Community-based organizations
Peter C. Campanelli, Psy.D., founding president and CEO of the Institute for Community Living, Inc., in Brooklyn, N.Y., told attendees his interest in collaborative care stems from the need to provide services that people need in order for them to be stable in the community.
The Institute, a not-for-profit agency, provides rehabilitation, housing, vocational and support services to over 9,000 New Yorkers with serious mental illness and/or developmental disabilities in all five boroughs. The consumers also may be homeless, have HIV or experience chronic comorbid conditions. “We link them to the community and stabilize them,” Campanelli told session attendees.
The Institute for Community Living, Inc., a community-based organization (CBO), integrates supportive services and primary care, and provides client access to a network of services, Campanelli said. In his discussion to make the case for safety-net CBOs, Campanelli said the organizations can help foster development of ACOs, and reduce high-cost Medicaid and Medicare services.
CBOs are essential because they can help improve health care integration for high-cost users and lead to community stabilization, Campanelli said. The Institute has also launched a health home in New York City, he said. Campanelli said he and his staff are talking to colleagues to get them interested in joining his network for collaborative care. They are also developing partnerships with FQHCs, he said.
“If you’re thinking about [working with FQHCs] in your agency, it’s quite an investment,” he said, adding that attendees should seek out the services of a national consultant. “Find out HRSA's [the Department of Health and Human Services’ Health Resources and Services Administration’s] priorities and gear your application [appropriately]; for us, it was the homeless populations,” said Campanelli.

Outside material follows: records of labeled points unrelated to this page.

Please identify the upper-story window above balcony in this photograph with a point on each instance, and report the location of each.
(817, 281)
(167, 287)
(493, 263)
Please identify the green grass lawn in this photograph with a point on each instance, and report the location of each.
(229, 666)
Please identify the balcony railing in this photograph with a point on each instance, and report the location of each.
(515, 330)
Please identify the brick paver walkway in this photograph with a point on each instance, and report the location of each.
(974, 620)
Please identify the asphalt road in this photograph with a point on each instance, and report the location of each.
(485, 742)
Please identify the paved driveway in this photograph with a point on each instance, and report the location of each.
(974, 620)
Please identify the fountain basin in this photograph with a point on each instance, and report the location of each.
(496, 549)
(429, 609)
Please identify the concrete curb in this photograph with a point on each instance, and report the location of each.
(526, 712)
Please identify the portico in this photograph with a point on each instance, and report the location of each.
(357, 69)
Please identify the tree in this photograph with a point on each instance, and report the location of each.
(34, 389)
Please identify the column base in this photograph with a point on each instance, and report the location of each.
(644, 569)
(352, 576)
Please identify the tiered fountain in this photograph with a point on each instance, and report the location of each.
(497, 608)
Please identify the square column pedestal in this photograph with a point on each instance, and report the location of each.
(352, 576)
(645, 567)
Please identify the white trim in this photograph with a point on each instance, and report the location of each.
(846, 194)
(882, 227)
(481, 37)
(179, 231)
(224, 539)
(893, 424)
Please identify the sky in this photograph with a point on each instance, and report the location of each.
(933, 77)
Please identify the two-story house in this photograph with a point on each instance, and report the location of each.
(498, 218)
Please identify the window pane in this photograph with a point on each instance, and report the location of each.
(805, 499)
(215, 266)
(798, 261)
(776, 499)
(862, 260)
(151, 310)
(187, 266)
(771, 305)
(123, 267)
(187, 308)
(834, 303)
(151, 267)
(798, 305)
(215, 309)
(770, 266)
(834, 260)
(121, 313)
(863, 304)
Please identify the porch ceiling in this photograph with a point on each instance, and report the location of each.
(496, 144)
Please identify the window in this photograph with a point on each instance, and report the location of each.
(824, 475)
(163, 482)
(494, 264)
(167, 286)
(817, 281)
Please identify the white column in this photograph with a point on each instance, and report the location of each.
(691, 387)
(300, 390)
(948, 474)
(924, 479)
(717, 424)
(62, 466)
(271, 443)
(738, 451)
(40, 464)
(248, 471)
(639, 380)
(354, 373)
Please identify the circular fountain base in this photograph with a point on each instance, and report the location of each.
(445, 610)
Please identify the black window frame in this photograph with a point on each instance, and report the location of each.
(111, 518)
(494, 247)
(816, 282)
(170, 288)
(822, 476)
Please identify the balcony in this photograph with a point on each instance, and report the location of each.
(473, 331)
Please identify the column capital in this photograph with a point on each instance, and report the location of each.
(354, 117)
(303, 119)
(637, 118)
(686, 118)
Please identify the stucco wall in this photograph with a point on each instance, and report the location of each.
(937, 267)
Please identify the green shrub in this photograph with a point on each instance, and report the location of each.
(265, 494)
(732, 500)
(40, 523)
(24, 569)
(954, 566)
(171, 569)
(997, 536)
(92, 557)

The financial case for collaborative care involves the reduction of emergency department and inpatient use. It also involves the reinvestment of shared savings into more community-based ambulatory and social support resources, said Campanelli.
Working with consumers to address or coordinate their behavioral health and physical health care needs is essential in moving forward in an era of new health care delivery systems, session leaders said.
As the fundamental shift in the way health care is delivered in this country continues — whether it be in the form of accountable care organizations (ACOs) or person-centered health and medical homes — the integration of behavioral health care and physical health care, a critical component, is at its core. The behavioral health field needs to take center stage among these changes, attendees heard during the National Council Mental Health and Addictions Conference held in Chicago April 15–17.
This year’s National Council conference, with the theme, "Leading the Revolution," drew more than 3,000 attendees.
Speakers and presenters included Sen. Tom Daschle (D-S.D.); David Satcher, M.D., Ph.D., former surgeon general; and Thomas R. Insel, M.D.,director of the National Institute for Mental Health. Prevention and recovery, health information technology, health promotion, finance, children and youth, addiction, and trauma-informed care were among the featured session tracks.
“Health care has changed becasue health care is always changing,” Linda Rosenberg, president and CEO of the National Council, told attendees during the opening session."The understanding that even individuals with the most serious mental and substance use conditions recover changed healthcare."